The last one may get closest to a proper definition.
Our public politics tend to push for peace as the result of winning a conflict. We take sides and fight and may the best man win. Sort of the old school battle tactics (think Hector and Achilles or David and Goliath) - if my ideas defeat your ideas, then you must submit. Even when we have real battles, we tend to seek peace through dominance or victory. If I kill enough of the enemy, they'll stop fighting or fight to the death. Eliminate the enemy, one way or another, and we will have peace.
We may be able to end violence or conflict by intimidation or force, but we cannot bring peace that way.
The biblical concept is the Hebrew word shalom (the Arabic salaam comes from the same root) - translated to English as peace. It means a bit more than that, though. Shalom is about wholeness, completeness. This peace is one in which all parties come together in unity. It is not about competition or dominance; shalom can't exist in that environment.
Peace cannot be limited to simply the absence of conflict. As I said, the absence of hostility is closer. Even a defeated party is hostile. They may be powerless or disarmed, but the fact of defeat generally increases hostility. Our drive for revenge is often greater even than our original desire to win. True peace cannot be achieved this way.
As a Christian I believe that we all have to live together. We are united in our humanity as caretakers of creation. We are not a democracy, but one people who must move forward together. This is why I oppose divisions and labels. Our national boundaries separate us from each other, as do our flags and military uniforms and political parties. We are, in the end, just people, and we have to get along.
That is what politics are all about, after all. Politics is our way of getting along with one another. Peace must be the goal of our politics.
Whether its a dispute with the cashier over the price of a tomato or two Presidential candidates facing off in a debate. Our politics must be about peace. We have to live together. That means working, sacrificing if need be, to see the value and humanity in my opponent. It may mean refusing to have opponents.
I get excited when our politicians set out a positive vision of the future. I become despondent when they attack, defame, and degrade the "other side." I truly lack the ability to understand political parties - to understand why one would rather have be seen as representative of a brand than as an individual.
How much better off would we be if the Republicans and the Democrats could openly respect and acknowledge the good ideas of the other party. If they do think an opponent has a good idea - they can't say so without hurting their reputation and re-election bids. That's not entirely their fault; after all we are the ones voting for them.
But peace is more than just our day to day interactions, our families, our congregations, our communities, States, and Nations must be exemplars of shalom. The same rules apply. We must not seek to dominate or consolidate our position. We must refuse to have opponents and enemies. Peace comes when we recognize and actualize the reality that we're all in this together.
In the end, though, our understanding of peace only works so far as our opponent also accepts it. Shalom can be nothing but a universal principle. If someone is throwing rocks at me to take my food, shalom exists neither in throwing rocks back nor in starving.
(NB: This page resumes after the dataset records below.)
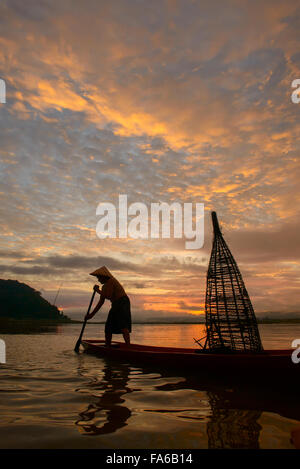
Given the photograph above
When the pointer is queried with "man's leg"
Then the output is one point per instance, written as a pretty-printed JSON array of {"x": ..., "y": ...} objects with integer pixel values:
[
  {"x": 108, "y": 337},
  {"x": 126, "y": 336}
]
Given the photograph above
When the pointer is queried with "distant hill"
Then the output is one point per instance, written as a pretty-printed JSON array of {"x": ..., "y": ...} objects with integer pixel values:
[{"x": 20, "y": 301}]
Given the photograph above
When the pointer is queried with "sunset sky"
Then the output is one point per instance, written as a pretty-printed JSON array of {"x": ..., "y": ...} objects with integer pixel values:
[{"x": 186, "y": 101}]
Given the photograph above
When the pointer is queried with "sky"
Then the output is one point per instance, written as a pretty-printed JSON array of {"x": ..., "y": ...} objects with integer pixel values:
[{"x": 164, "y": 101}]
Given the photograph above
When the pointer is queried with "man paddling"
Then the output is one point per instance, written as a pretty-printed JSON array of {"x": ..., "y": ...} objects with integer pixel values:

There may be shalom through starving, through suffering - if that act softens the heart and wins over the opponent - but there is no guarantee. There is one truth, though: peace never comes until someone chooses to stop fighting.
There will never be true peace until more people are willing to die not fighting than are willing to pick up arms (material or otherwise).
Finally, we have to separate peace from violence. We live in a violent world; I suspect we always will. However, our world is less violent now than it has been. Our visions and views of violence are different than they were in the past. Our world is no more peaceful. We have shifted our perspectives and our expectations. We have so utterly associated violence with peace that we fail to recognize the lack of shalom.
We celebrate the "peaceful" transfer of power in many nations around the world. Something that was once unheard of. Yet our transfers of power do not embody shalom. There is regular talk of "healing the nation" after a bitter election, even after a decisive court decision or legislative battle.
Peace is more than an absence of violence or conflict - peace is shalom, a unified world ruled not by a gracious majority, but by sacrifice and cooperation. Only a truly free people can ever be at peace.